Run time: 125 mins
The 19th-century Australian outlaw Ned Kelly is given a punk-rock update in Justin Kurzel’s bruising historical drama.
Based on Peter Carey’s 2001 novel, The film is carved into three sections, titled “Boy”, “Man” and “Monitor”, each of which takes in a key period of Kelly’s brief but seismic existence. In the first, young Ned watches his mother Ellen (Essie Davis) ply a swaggering British sergeant (Charlie Hunnam) with sexual favours, possibly from necessity. Then at 14, foul-mouthed highwayman Harry Power (Russell Crowe) takes on the boy as an apprentice, which all but locks in his fate. Many have played Kelly in the past (including Mick Jagger & Heath Ledger) but George MacKay confidently stands above them all with a blistering, Mad Max-like performance as adult Kelly.
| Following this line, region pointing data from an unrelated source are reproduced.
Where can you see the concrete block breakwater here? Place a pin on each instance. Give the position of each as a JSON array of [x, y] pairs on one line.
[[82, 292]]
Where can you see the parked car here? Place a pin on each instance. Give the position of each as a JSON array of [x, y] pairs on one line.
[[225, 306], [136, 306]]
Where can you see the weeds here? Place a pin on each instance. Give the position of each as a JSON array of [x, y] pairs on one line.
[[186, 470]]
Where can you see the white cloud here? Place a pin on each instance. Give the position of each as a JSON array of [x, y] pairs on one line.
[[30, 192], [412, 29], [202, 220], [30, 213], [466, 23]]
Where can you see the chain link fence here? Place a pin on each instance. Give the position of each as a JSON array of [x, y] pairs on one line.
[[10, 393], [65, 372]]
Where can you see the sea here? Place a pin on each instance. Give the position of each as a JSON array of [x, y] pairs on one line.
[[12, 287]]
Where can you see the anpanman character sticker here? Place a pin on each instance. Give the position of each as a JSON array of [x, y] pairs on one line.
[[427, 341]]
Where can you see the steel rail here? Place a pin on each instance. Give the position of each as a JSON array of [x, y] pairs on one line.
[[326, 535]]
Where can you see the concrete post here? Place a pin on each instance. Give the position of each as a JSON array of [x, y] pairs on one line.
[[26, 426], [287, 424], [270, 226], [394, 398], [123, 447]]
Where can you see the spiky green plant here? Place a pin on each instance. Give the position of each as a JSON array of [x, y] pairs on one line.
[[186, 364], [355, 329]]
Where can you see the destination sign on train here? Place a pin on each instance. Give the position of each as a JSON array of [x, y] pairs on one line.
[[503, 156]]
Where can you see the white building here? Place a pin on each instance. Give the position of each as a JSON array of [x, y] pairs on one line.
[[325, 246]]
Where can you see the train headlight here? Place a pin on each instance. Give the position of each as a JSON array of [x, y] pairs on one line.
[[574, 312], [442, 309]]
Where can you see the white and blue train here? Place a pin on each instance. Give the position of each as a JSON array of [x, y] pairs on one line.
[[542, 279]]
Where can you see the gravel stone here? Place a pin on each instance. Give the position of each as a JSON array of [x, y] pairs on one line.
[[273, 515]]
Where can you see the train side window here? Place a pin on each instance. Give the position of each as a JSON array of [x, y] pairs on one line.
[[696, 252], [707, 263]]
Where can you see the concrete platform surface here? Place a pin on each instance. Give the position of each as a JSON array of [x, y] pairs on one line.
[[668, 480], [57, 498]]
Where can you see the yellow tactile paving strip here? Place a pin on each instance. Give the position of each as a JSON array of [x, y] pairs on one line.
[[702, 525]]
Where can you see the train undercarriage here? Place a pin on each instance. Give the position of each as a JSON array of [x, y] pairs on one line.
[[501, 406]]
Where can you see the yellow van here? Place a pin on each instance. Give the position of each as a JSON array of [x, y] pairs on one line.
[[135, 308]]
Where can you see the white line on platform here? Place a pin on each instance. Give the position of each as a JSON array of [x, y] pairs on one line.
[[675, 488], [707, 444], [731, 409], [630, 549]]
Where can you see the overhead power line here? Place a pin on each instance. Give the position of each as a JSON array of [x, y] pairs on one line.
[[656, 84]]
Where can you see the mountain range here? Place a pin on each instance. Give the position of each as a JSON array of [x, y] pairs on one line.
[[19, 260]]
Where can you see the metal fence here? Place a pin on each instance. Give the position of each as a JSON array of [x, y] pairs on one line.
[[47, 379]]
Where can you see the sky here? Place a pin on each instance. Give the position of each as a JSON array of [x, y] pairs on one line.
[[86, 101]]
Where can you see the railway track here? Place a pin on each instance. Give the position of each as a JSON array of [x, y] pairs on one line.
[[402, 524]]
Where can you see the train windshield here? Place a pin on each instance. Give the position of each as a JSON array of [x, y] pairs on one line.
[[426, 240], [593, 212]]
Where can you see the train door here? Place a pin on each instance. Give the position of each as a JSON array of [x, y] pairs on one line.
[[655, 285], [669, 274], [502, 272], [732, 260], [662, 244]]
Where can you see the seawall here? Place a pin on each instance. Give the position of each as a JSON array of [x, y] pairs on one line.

Intense and vulnerable in both but perhaps even topping his leading role in 1917. Both so different.
Kurzel displayed both beauty and intensity with his take on Macbeth earlier, and this, his latest gets under your nails; images linger for weeks in the memory and, for however much the film deals with myth and history, it feels incredibly immediate. (research Jack Whiting) Another end to end Aussie cracker not to be missed.